03-05-2013 16:08 - Clin d’œil: Des mots, rien que des mots...
En Mauritanie, nous aimons bien les anathèmes, les exclusions, nous aimons bannir d’un mot les autres, les rejeter d’un trait dans la géhenne des mots. Nous employons pour cela les arguments les plus fallacieux, les accusations les plus outrancières.
C’est pourquoi les plus grandes déviations de l’esprit deviennent chose commune: le racisme, l’esclavagisme, le tribalisme, le nationalisme primaire, tout on peut accuser son proche de tout sans que cela lui fasse d’ailleurs grand mal, parce que lui, il ne se prive pas, à son tour, de renvoyer toutes les amabilités.
Il y a une certaine délectation chez nous à cultiver l’outrance. Les mots ont perdu leur sens ici.
Quand un étranger écoute nos hommes politiques ou lit notre presse il est ébahi par la violence des mots. Il pourrait facilement croire qu’ici à Nouakchott on vend des esclaves dans la rue, et que noirs et blancs prennent des bus séparés, que nos commissariats bruissent des cris des suppliciés, et qu’enfin la Libye de Kadhafi était une grande démocratie comparée à notre système politique
Mais notre ami étranger serait encore plus étonné s’il allait du coté des hommes politiques proches du pouvoir, il découvrirait une Mauritanie idyllique, un éden où se prélassent des citoyens libres, un paradis de paix et de prospérité, « tout est pour le mieux dans le meilleur des mondes possibles » on lui dirait
Mais notre ami étranger serait encore plus secoué si après avoir écouté ces outrances il se promenait dans nos rues.

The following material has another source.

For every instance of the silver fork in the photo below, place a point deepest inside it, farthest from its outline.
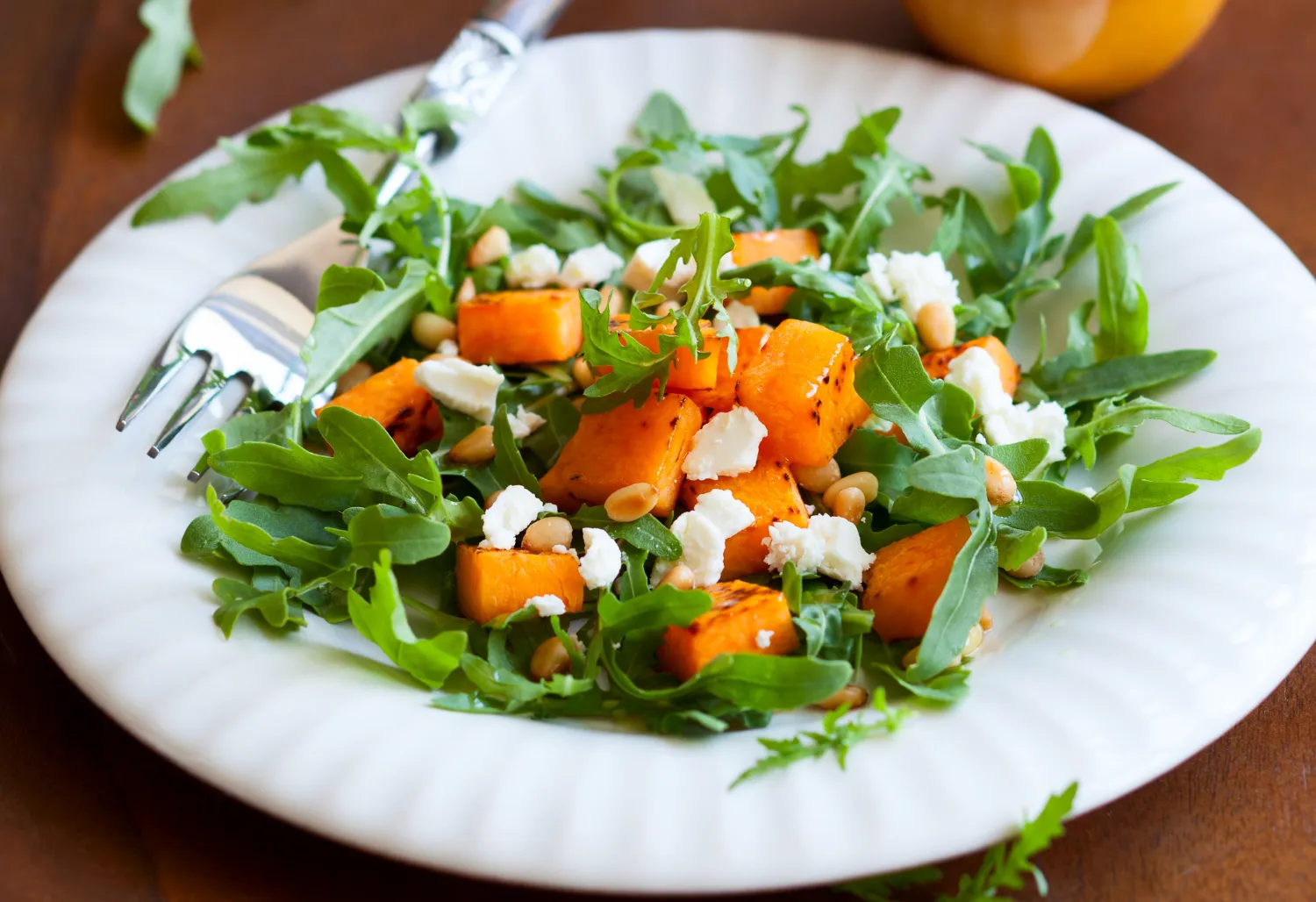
(252, 326)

Il verrait une population souriante, courant derrière le quotidien, ne se retournant pas pour insulter un passant, toutes couleurs tous genres mêlés, il verrait des riches et des pauvres, des figures heureuses et des visages maussades, des 4X4 rutilantes et des charrettes, des mansardes et des beau immeubles, de grandes avenues et des ruelles étroites, des vendeurs de journaux et des raconteurs de bobards, enfin, toutes choses fort communes en Afrique.
Notre ami se demanderait en regardant les gens : où sont les noirs où sont les blancs? Car les noirs ici ne sont pas tous noirs et les blancs ne sont vraiment pas très blancs ; il prendrait peut être les chauffeurs de taxis pour des esclaves et les mendiants « blancs » pour des esclavagistes qui se cachent.
Et puis, quand j’écoute certains discours de nos hommes politiques, j’ai tendance à croire qu’ils sont devenus fous.
Ils parlent de choses lointaines qui n’intéressent pas vraiment les gens, et ils ne se prononcent pas sur ce qui fait notre quotidien, ils ne nous disent jamais : voilà ce que nous ferons, avec chiffres, Même les projets présentés par le gouvernement ne sont pas vraiment discutés, ils se contentent de les approuver à grands cris ou des les rejeter aveuglement, mais en matière de proposition, rien, pas une seule éclaircie.
Les hommes politiques de la majorité restent pour la plupart des « Saffagas » à l’ancienne, ils embrassent comme faisant partie de leur butin toutes les réalisations faites par le pouvoir, ils revendiquent comme leur toute avancée, tout progrès, ils n’imaginent rien, ils ne proposent rien, ils attendent de voir ce que dira ou fera le « boss » et ils applaudissent à tout rompre. Les opposants eux ferment les yeux et ne voient rien de ce qui les entoure, ils préfèrent parler de « Rahil » ou « commission d’enquête » sur je ne sais quoi, il y en a qui parlent de boycott ou de je ne sais plus quelle billevesée née des années 90.
Les seuls véritables « opposants » sont peut être les syndicats qui eux parlent des problèmes des gens et mènent parfois des actions revendicatives toujours pacifiques ; ou bien ces sympathiques « Manifestants de la Présidence » qui demandent de l’eau pour Djigueni ou des médicaments pour Aoujeft. Ceux là , au moins, ils savent ce qu’ils veulent.
Les « grands » hommes politiques eux ne parlent que de pouvoir ou des élections qui peuvent amener au pouvoir, le reste ne les intéresse pas.
Je crois qu’on devrait mener ici une grande bataille pour reconquérir les mots et réhabiliter les concepts. Je crois aussi, comme je l’ai déjà écrit qu’il faut changer de classe politique Boycottons les ! Faites comme moi : fermez les yeux, bouchez-vous les oreilles, quand vous les voyez passer à la Télévision. Ainsi, peut être, ils se prendraient moins au sérieux.